The short explanation for the compiler not issuing a warning in such cases is because it isn't required to.

The definition of "undefined" in the standard also explicitly states "no diagnostic required". Which means the standard does not require an implementation to issue a diagnostic in such cases. The reason for that is that, technically, compilers may not be able to detect all instances of undefined behaviour within a reasonable time or (in some cases) at all. Some cases can only be detected at run time. Compilers are complicated pieces of code so - even if a human can easily recognise a problem - a compiler may not (on the other hand, compilers also detect problems that humans cannot find easily).

When no diagnostics are required, there are several things - all discretionary - that must happen before a compiler will issue a warning.
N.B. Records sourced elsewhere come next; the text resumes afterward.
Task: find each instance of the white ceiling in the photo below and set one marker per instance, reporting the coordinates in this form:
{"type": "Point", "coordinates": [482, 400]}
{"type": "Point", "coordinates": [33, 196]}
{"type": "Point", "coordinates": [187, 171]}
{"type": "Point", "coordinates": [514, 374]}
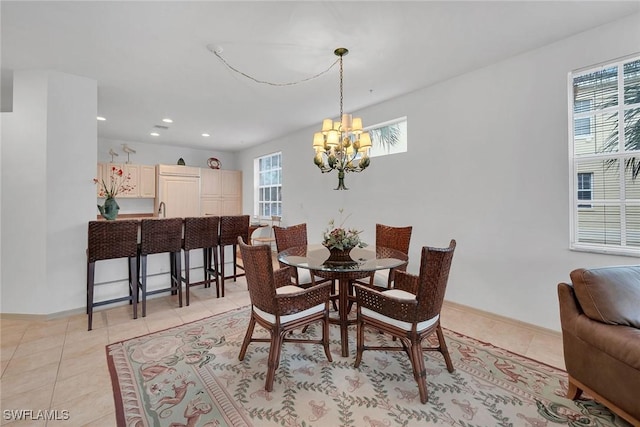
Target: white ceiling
{"type": "Point", "coordinates": [150, 58]}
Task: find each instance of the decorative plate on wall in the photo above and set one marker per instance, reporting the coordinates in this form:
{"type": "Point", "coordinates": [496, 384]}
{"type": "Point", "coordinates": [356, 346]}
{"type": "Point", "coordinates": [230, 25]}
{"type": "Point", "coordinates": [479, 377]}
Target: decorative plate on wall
{"type": "Point", "coordinates": [213, 163]}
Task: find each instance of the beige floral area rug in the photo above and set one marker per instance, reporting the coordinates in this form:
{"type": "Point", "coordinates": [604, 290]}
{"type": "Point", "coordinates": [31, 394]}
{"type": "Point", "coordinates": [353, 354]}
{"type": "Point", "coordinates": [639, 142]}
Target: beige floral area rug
{"type": "Point", "coordinates": [190, 376]}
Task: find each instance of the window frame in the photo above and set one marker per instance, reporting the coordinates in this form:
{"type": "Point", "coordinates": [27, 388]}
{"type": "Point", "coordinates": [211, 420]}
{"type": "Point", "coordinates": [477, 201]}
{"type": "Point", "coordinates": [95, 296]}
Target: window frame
{"type": "Point", "coordinates": [258, 188]}
{"type": "Point", "coordinates": [581, 202]}
{"type": "Point", "coordinates": [623, 202]}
The first things that happen amount to "quality of implementation" concerns - a vendor or compiler developer elects to write code that detects particular cases and other code that issues a warning

The two steps (detecting a case, and warning about it) are separate and completely discretionary - the standard does not require a diagnostic so, even if code is written that detects a particular case, the compiler is still not required to issue a warning about it. Practically, even if problems are detected, the compiler developers may elect not to issue a warning for various reasons. Some warnings are about rare edge cases, so it is not worth the effort to emit them. Some warnings have an inherent "false positive" rate which tends to result in developers whinging in bug reports to the compiler vendor about unnecessary warnings - so the compiler is configured by default to not emit them.

The next requirement for a warning to be issued is that the user of the compiler must elect to have the warnings shown. Thanks to vehement lobbying of vendors by developers - most modern compilers are configured BY DEFAULT so they only issue a relatively small number of warnings. So developers who want as much help as possible from the compiler need to explicitly enable it. For example, by using -Wall options with gcc and clang.

Answer 3

The behavior of left-shifting any value by an amount smaller than the word size was specified in C89 for all integer values of the left operand, even though the specified behavior for negative left operands would often have been less than ideal on non-two's-complement complement platforms, or on error-trapping platforms in cases where iterated multiplication by two would overflow.

To avoid requiring implementations to behave in less-than-ideal fashion, the authors of C99 decided to allow implementations to process such cases however they saw fit. Rather than try to guess at all the places where implementations might have a good reason to deviate from the C89 behavior, the authors of the C99 Standard presumably expected that implementations would follow the C89 behavior, absent a good reason to otherwise, whether the Standard compelled them to do so or not.

If the authors of the Standard had intended any change to the processing of left-shift operations in cases where the C89 behavior made sense, there should be some mention of the change in the published Rationale document. There is none whatsoever. The only inference I can see from such omission is that going from "Behave in a particular fashion that happens to almost always make sense" to "Behave in that fashion if the implementer judges that it makes sense, and otherwise process the code in whatever other fashion the implementer sees fit" wasn't seen as a sufficient change as to justify comment. The fact that the authors of the Standard failed to mandate a behavior in no way implies that they didn't expect that general-purpose two's-complement implementations wouldn't continue to process such shifts as they always had, nor that programmers shouldn't be entitled to similar expectations.